We now have a vaccine for tetanus (which is great because tetanus — a.k.a. “lockjaw” — sounds horrible). But the Fourth is still a dangerous holiday. According to the US Consumer Product Safety Commission, fireworks were implicated in 9,100 hospital visits in 2018. There were an estimated 1000 injuries from firecrackers, 500 from sparkler injuries, 400 from Roman candles, and 300 from bottle rockets (if you needed clarification, a device called a “bottle rocket” is not perfectly safe).

So who is most likely to get injured from all this fun? Exactly who you think.

We can call this next graph “teenage boys are idiots, in one chart”

This chart represents several years of fireworks-related hospitalizations data (from 2006 to 2010), as compiled in a 2014 study in the Journal of Surgical Research. The trend is clear: Teenage boys and young men hurt themselves with fireworks way more than everyone else.

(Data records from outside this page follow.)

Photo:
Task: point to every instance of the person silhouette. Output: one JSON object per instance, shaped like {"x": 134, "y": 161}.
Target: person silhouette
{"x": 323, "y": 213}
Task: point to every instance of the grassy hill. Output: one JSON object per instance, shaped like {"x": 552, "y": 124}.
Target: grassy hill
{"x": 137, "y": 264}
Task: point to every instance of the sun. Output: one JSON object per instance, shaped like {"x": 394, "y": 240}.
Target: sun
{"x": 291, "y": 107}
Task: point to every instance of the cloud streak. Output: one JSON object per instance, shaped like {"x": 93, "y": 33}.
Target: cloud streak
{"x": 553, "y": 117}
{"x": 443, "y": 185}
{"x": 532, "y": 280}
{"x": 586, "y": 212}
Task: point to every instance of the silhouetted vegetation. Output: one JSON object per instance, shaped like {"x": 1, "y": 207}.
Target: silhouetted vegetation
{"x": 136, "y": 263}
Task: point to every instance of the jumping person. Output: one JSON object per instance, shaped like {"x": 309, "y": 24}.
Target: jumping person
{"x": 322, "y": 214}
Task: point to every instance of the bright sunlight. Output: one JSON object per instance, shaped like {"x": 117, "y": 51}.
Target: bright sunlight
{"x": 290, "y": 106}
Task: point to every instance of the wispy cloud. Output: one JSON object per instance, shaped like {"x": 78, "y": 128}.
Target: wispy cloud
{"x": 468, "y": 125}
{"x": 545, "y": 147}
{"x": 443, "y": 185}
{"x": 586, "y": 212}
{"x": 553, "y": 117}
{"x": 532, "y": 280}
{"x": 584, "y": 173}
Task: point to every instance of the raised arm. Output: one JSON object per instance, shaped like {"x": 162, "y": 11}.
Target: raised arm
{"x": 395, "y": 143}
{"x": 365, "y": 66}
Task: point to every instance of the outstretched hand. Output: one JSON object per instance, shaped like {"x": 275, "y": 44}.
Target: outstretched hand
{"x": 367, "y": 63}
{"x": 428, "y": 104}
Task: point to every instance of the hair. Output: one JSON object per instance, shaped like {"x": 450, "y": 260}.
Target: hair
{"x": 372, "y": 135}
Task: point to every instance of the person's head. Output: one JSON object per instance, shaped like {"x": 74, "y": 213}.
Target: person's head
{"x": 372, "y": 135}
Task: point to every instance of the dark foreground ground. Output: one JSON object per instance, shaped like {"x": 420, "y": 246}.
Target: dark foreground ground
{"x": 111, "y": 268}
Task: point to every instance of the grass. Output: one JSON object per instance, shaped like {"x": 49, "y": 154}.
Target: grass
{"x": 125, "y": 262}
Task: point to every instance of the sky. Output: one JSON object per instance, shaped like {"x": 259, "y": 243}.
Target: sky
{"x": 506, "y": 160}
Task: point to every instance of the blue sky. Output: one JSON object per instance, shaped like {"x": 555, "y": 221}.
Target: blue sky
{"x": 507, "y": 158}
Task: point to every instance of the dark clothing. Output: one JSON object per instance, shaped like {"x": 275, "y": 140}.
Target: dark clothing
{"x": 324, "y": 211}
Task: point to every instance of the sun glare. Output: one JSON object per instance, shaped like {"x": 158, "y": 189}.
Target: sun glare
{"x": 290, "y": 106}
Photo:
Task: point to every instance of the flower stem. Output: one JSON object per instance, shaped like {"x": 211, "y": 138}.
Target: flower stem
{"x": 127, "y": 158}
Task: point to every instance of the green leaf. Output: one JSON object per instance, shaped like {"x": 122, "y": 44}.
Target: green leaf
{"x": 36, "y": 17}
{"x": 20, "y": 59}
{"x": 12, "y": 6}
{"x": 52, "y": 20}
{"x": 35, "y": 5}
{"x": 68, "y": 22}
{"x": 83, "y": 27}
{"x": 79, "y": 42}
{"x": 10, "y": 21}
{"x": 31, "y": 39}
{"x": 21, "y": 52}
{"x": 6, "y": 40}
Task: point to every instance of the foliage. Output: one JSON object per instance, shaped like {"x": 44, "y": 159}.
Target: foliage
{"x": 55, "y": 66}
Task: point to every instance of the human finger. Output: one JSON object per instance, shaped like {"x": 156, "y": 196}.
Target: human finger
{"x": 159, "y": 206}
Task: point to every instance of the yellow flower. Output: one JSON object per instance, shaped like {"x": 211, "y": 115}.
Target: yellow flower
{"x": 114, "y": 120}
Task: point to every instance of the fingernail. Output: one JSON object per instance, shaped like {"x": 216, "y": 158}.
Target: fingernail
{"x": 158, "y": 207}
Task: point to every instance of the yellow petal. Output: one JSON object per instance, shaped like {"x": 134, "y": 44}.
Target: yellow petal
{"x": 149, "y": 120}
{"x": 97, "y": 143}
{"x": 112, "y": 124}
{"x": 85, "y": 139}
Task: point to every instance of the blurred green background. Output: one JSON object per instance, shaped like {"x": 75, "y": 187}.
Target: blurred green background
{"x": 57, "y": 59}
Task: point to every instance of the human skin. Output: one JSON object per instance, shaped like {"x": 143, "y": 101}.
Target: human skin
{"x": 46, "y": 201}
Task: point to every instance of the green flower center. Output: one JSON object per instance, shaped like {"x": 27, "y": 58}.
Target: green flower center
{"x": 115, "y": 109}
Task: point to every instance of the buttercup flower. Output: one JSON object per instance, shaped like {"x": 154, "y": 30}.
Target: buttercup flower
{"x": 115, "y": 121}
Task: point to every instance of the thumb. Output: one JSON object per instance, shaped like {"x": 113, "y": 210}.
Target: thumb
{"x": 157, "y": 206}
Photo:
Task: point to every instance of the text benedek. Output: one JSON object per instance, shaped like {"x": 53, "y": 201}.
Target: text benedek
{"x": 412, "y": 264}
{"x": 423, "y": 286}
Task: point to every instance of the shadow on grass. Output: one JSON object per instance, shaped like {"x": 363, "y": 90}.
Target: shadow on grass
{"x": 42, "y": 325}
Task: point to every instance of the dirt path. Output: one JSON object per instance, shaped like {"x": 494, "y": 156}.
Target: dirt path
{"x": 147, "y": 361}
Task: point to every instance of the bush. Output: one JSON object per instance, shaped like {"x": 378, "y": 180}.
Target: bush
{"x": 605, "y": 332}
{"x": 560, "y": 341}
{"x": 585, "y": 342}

Men and boys, overall, accounted for 76 percent of all fireworks-related hospital admissions in the study. Last year, they made up 61 percent of the admissions. Improvement!

And you’ll never guess when these hospitalizations spike. Here are all the hospitalizations from 2006 to 2010 sorted by month.

“The high number of injuries in July is probably due to fireworks use on or around the Independence Day (July 4th) holiday,” the study authors conclude. No kidding!
Journal of Surgical Research

(The same was true last year: The CPSC estimates 62 percent of all the fireworks injuries last year took place between June 22 and July 22.)

The most common fireworks injures are to the hand, wrist, or finger. Fifty-seven percent of injuries involve burns, 16 percent come from bruises, and 15.8 percent are for “open wounds.”

All told, these pyrotechnics are a pretty significant hazard. “Firework-related injuries remain a public health problem,” the Journal of Surgical Research study concludes.

The fireworks industry, on the other hand, claims that its products have become safer. And to be fair, even as more and more states have legalized fireworks in the past few years, the number of injuries has not jumped significantly. In 2001, 10 states had a total ban on consumer fireworks. Now there is just one: Massachusetts. (The patchwork of individual state and local laws means kids as young as 12 can buy fireworks in some states, while other areas bar any minors from purchasing.)

In any case, you don’t need a peer-reviewed study to know that explosives don’t make for risk-free toys. Stay safe!

This early-20th-century ad promises “no more damaged limbs” from fireworks explosions.